POR JAIME ARTURO MARTÍNEZ SALGADO
El señor Adam le sorprendió verla esa mañana sentada en el pretil del edificio donde tenía su almacén de calzado. Era una mujer joven, un tanto agraciada que imploraba la caridad de los transeúntes.
A esa hora de la mañana varios de ellos le habían dejado algunas monedas en su regazo. Era convincente a la hora de dar a conocer sus penurias.
Él la miró un instante y luego abrió su almacén.
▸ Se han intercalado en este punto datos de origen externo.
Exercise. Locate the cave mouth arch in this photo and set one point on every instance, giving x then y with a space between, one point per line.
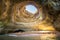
31 8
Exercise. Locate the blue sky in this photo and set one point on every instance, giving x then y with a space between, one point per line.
31 8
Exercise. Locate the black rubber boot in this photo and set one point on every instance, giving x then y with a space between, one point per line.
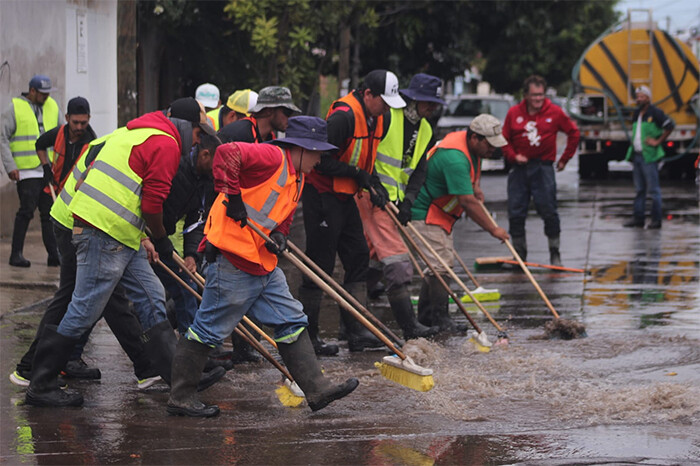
160 343
400 302
301 361
554 256
77 369
188 362
51 355
310 298
359 338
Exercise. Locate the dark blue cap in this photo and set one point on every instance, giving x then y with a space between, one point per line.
424 88
307 132
41 83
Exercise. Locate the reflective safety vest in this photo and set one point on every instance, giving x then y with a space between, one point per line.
446 210
390 155
27 132
267 205
362 150
110 196
213 116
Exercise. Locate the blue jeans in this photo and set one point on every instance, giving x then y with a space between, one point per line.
102 264
533 180
230 293
646 181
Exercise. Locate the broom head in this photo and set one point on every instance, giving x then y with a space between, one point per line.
406 372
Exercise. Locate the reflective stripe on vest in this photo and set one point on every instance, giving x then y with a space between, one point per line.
22 143
445 210
110 196
267 205
362 151
390 155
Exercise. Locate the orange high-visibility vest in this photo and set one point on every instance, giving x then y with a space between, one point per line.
362 150
445 210
267 205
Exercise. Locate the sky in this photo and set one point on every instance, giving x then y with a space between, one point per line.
683 13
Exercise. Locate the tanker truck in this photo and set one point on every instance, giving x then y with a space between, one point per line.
602 99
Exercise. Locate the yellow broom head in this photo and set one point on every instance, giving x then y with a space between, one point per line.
406 372
290 394
483 295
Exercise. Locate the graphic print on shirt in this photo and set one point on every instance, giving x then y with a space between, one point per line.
532 135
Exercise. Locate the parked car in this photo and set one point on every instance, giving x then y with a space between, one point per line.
461 110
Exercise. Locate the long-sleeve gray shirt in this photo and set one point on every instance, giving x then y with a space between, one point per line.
9 126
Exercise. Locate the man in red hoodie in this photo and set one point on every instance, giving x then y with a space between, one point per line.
531 131
117 192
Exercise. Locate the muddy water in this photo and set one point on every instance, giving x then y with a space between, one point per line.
628 393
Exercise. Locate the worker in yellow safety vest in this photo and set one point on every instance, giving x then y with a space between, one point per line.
28 117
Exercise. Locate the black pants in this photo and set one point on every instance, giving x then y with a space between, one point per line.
31 195
121 320
334 226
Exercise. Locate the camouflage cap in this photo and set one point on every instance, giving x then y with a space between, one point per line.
274 96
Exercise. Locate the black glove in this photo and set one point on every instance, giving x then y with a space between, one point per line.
164 247
378 194
48 173
404 215
235 209
278 244
364 179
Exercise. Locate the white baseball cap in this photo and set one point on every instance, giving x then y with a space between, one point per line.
208 95
386 84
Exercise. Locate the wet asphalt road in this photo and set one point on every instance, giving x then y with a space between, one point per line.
630 392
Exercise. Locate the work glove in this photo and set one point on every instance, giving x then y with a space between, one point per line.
363 179
235 209
278 243
378 194
404 214
164 247
48 173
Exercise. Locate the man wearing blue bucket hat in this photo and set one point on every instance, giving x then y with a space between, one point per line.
261 184
400 166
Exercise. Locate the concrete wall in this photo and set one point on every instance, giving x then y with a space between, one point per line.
41 36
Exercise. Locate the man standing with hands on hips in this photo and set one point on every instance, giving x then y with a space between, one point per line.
531 129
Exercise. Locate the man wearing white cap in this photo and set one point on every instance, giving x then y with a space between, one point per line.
331 218
452 187
28 117
650 129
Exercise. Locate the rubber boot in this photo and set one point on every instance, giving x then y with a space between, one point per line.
400 302
438 306
359 338
301 361
554 256
160 343
242 351
310 298
188 362
51 355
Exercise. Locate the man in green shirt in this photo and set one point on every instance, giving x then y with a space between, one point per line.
452 187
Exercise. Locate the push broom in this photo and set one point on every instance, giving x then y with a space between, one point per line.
399 368
565 328
479 338
289 393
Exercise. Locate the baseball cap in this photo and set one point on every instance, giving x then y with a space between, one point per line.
189 109
308 132
386 84
78 106
274 96
242 101
489 126
424 88
41 83
643 90
208 95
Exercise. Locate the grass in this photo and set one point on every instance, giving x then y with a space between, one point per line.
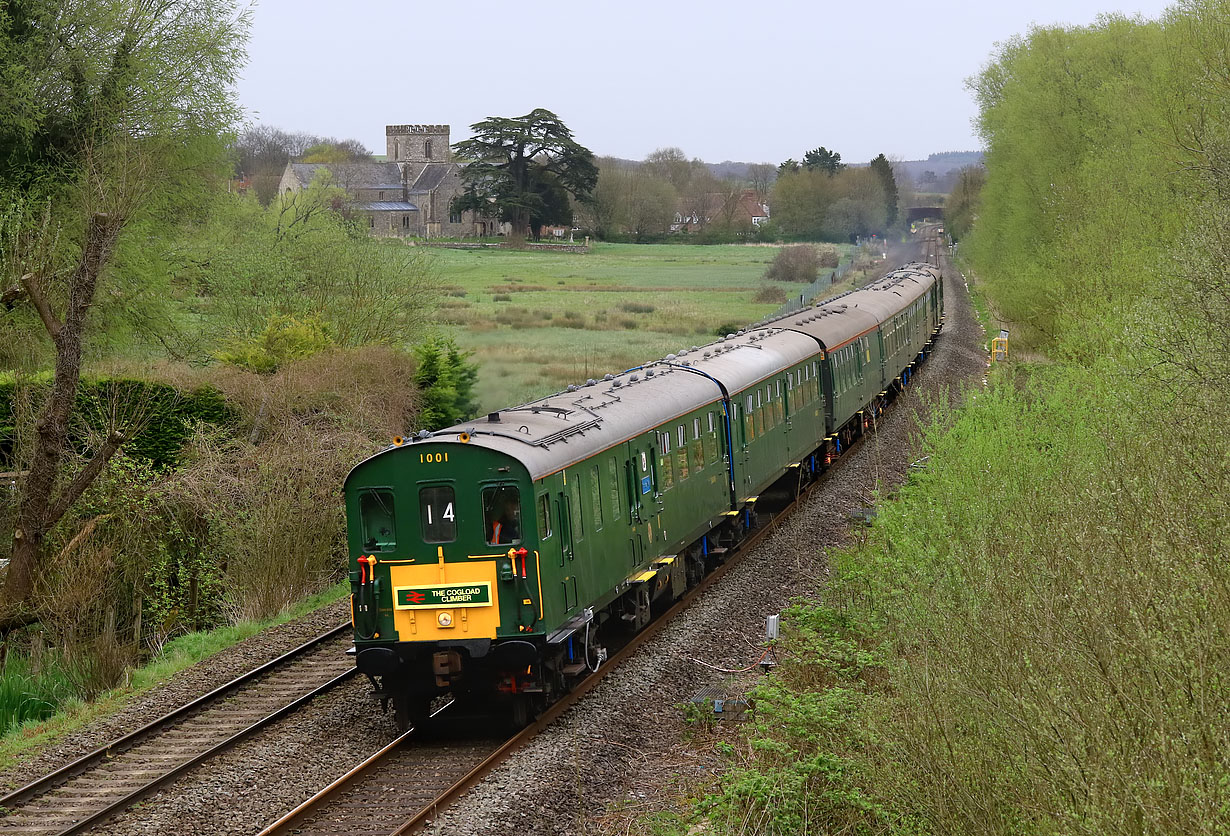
538 321
1030 639
20 741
Sus dos empleadas y el ayudante ya lo esperaban, de modo que estos se encargaron de subir la puerta metálica enrollable.
Cuando salió a almorzar, aún la mujer mendigaba en el mismo lugar, pero al regresar ya no la encontró.
Durante dos meses se repetía la misma escena de la mujer pidiendo ayuda para proveerse de alimentos. El señor Adam pensó que siendo ella una mujer joven y fuerte, con cierta ayuda y disposición podría muy bien crearse una fuente de ingresos, tal como hizo él al llegar a este país como inmigrante desde su lejana Polonia y de esa manera podría solucionar su problema.
Al siguiente día le propuso ayudarla para que montara un pequeño negocio en el mismo sitio, frente a su almacén. Ella le contestó que la dejara en su miseria, pues el trabajo no era más que un mal chiste.
El señor Adam guardó silencio por un par de minutos y luego le dijo que a partir de ese momento se retirara de ese lugar, que no volviera a ocupar ese espacio, para que por lo menos tuviera el trabajo de buscarse otro lugar.